In pneumonitis caused by herbal medicines (such as Sho-saiko-to), the interval between the initiation of treatment with the herbal medicine and the onset of pneumonitis was usually approximately 2 months (9). Physicians should be aware that drug-induced pneumonitis can occur secondarily to the administration of herbal medicines within a period of less than 1 month, as is exemplified by our case. The previously reported lung injury patterns of herbal medicine-induced pneumonitis include hypersensitivity pneumonitis, diffuse alveolar damage, and eosinophilic pneumonia (10, 11). Reports of DAH caused by herbal medicines are rare (3). To the best of our knowledge, this was the first case report of pneumonitis with DAH that was precipitated by the use of Sho-seiryu-to.
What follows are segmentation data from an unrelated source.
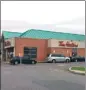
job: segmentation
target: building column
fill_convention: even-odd
[[[6,61],[8,60],[8,50],[6,49]]]
[[[14,47],[14,50],[13,50],[13,56],[15,56],[15,53],[16,53],[16,52],[15,52],[15,47]]]

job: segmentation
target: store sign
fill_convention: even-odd
[[[10,41],[5,41],[5,46],[10,46],[11,42]]]
[[[59,46],[78,47],[78,44],[73,41],[59,41]]]

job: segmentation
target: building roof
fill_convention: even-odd
[[[19,32],[10,32],[10,31],[2,31],[2,34],[5,39],[19,37],[21,35],[21,33]]]
[[[85,40],[85,35],[30,29],[20,37],[38,39]]]

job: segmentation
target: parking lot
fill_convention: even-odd
[[[1,90],[85,90],[85,76],[70,73],[76,63],[1,65]]]

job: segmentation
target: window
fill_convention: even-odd
[[[58,55],[57,55],[57,54],[52,54],[51,56],[52,56],[52,57],[58,57]]]

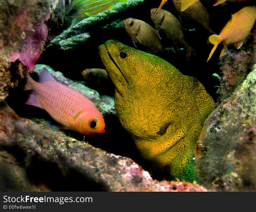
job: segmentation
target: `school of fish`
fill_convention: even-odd
[[[91,16],[113,8],[116,2],[127,1],[74,0],[67,16]],[[135,46],[146,47],[150,54],[109,40],[99,49],[106,70],[87,69],[82,73],[85,80],[95,84],[109,79],[113,82],[117,114],[143,157],[155,168],[167,169],[174,179],[192,182],[196,179],[194,147],[214,101],[196,79],[183,75],[152,54],[165,51],[161,37],[164,37],[175,50],[184,49],[188,60],[195,50],[187,42],[182,21],[189,20],[206,30],[214,45],[207,61],[222,43],[221,57],[227,45],[235,44],[237,48],[242,45],[256,20],[256,6],[244,7],[231,15],[218,35],[211,28],[209,14],[199,0],[173,0],[179,17],[161,8],[167,1],[162,0],[158,8],[151,9],[152,26],[135,17],[123,21]],[[217,0],[213,6],[225,1]],[[56,81],[45,68],[38,82],[28,75],[26,78],[24,90],[32,91],[26,104],[45,110],[63,128],[85,135],[105,132],[103,117],[93,103]]]

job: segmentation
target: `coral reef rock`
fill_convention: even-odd
[[[256,65],[206,120],[195,149],[195,171],[218,191],[256,191]]]
[[[145,0],[128,0],[126,3],[117,2],[112,9],[105,11],[92,17],[85,18],[74,25],[53,39],[50,46],[56,46],[62,50],[75,48],[81,44],[82,40],[86,42],[90,37],[89,33],[93,29],[107,24],[107,20],[112,21],[112,18],[118,14],[124,11],[128,8],[135,8],[144,2]],[[115,17],[116,18],[116,17]],[[122,25],[121,25],[122,27]]]
[[[148,172],[131,159],[108,153],[86,142],[79,141],[42,125],[20,118],[2,101],[0,103],[0,148],[4,148],[10,151],[16,150],[16,154],[17,150],[22,152],[24,161],[22,165],[27,169],[40,160],[55,164],[57,167],[55,169],[58,169],[64,175],[72,172],[81,175],[81,179],[76,178],[75,182],[78,182],[77,187],[72,184],[73,190],[79,189],[89,181],[100,185],[102,190],[109,191],[207,191],[195,183],[153,180]],[[19,176],[14,176],[15,169],[21,168],[13,167],[17,165],[6,162],[7,157],[1,152],[0,168],[10,170],[8,172],[10,173],[11,176],[8,177],[8,173],[1,174],[1,177],[9,177],[10,180],[16,181],[13,182],[12,185],[18,185],[12,186],[10,188],[5,188],[5,190],[37,190],[36,187],[23,186],[29,183],[27,182],[29,179],[24,177],[26,173],[23,171],[21,173],[19,171]],[[42,168],[40,165],[40,169]],[[3,172],[5,172],[1,173]],[[52,181],[60,180],[58,178],[54,179],[54,175],[50,175]],[[19,177],[20,175],[22,176]],[[73,182],[74,184],[75,183]],[[41,184],[44,185],[44,182]],[[67,185],[62,185],[66,191]],[[47,190],[46,186],[44,188]]]
[[[10,88],[17,85],[28,69],[33,70],[47,39],[48,30],[45,22],[55,10],[56,18],[60,7],[64,9],[64,3],[63,0],[1,1],[0,100],[8,95]]]

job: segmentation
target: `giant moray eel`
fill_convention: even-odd
[[[196,79],[158,57],[107,41],[99,48],[115,85],[117,114],[141,155],[173,179],[193,181],[193,150],[214,105]]]

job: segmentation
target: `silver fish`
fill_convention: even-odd
[[[157,8],[151,10],[151,18],[155,27],[160,35],[164,34],[171,42],[175,50],[180,48],[186,49],[187,60],[188,60],[193,48],[186,42],[183,28],[178,19],[167,10],[160,9],[156,12]]]
[[[132,18],[126,19],[123,22],[125,31],[136,46],[136,44],[138,43],[146,46],[152,54],[163,51],[157,32],[150,25]]]

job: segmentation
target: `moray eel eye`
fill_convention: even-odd
[[[93,121],[90,123],[90,127],[91,128],[94,128],[96,126],[97,123],[95,121]]]
[[[120,52],[120,57],[122,58],[125,58],[127,56],[127,54],[125,51],[121,51]]]

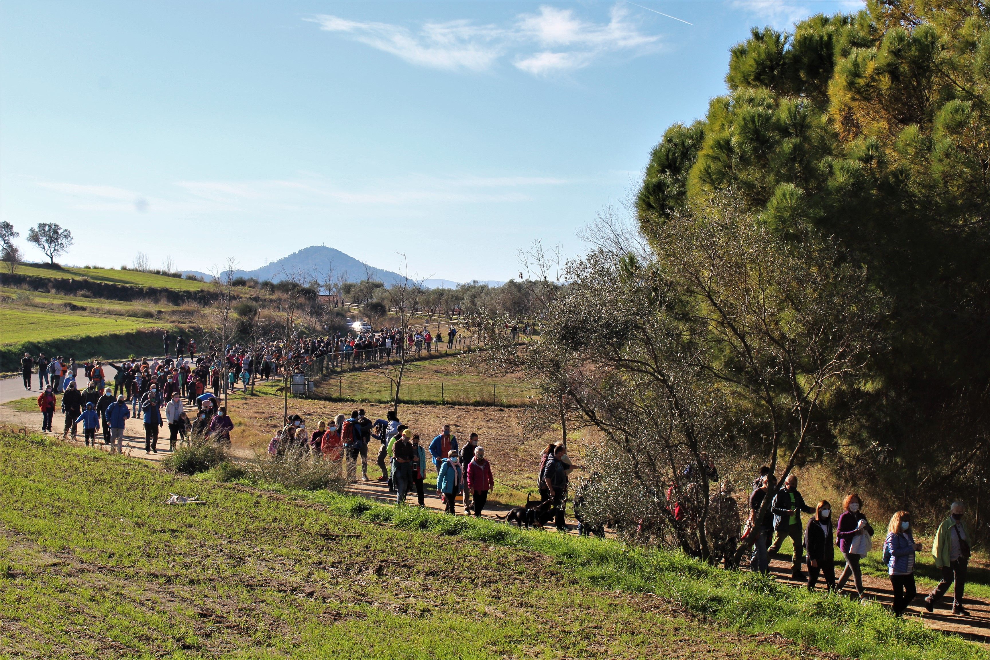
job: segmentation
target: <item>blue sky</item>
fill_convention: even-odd
[[[251,269],[323,243],[504,280],[533,240],[581,252],[750,26],[859,6],[7,0],[0,219],[33,260],[28,228],[55,222],[63,263]]]

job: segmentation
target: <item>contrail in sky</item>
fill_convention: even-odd
[[[629,2],[629,0],[626,0],[626,2]],[[664,14],[663,12],[658,12],[655,9],[650,9],[649,7],[644,7],[643,5],[638,5],[635,2],[629,2],[629,4],[634,5],[636,7],[639,7],[640,9],[645,9],[647,12],[653,12],[654,14],[659,14],[660,16],[666,16],[668,19],[673,19],[675,21],[680,21],[681,23],[687,23],[687,21],[681,20],[681,19],[677,18],[676,16],[670,16],[670,14]],[[687,23],[687,24],[690,25],[690,26],[694,25],[693,23]]]

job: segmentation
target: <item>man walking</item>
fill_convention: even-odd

One report stated that pneumonitis was induced by another herbal medicine, Sho-saiko-to due to an allergic or immunologic reaction to Ogon, which is one of the components of the drug (12). Sho-seiryu-to, which our patient took, does not include Ogon. Nevertheless, previous studies have demonstrated that Sho-seiryu-to can suppress Th2 reactions (13, 14) and result in the promotion of Th1 reactions in mice. This mechanism might have been involved in the development of pneumonitis caused by Sho-seiryu-to; however, the specific component that triggered these effects remains to be identified.

In conclusion, we herein reported a case of pneumonitis with DAH that was likely caused by a herbal medicine, Sho-seiryu-to. Physicians should consider the possibility of drug-induced pneumonitis in patients who develop respiratory symptoms after using herbal medicines, even if the interval from the initiation of treatment with the drug to the onset of symptoms is less than 1 month.

The authors state that they have no Conflict of Interest (COI).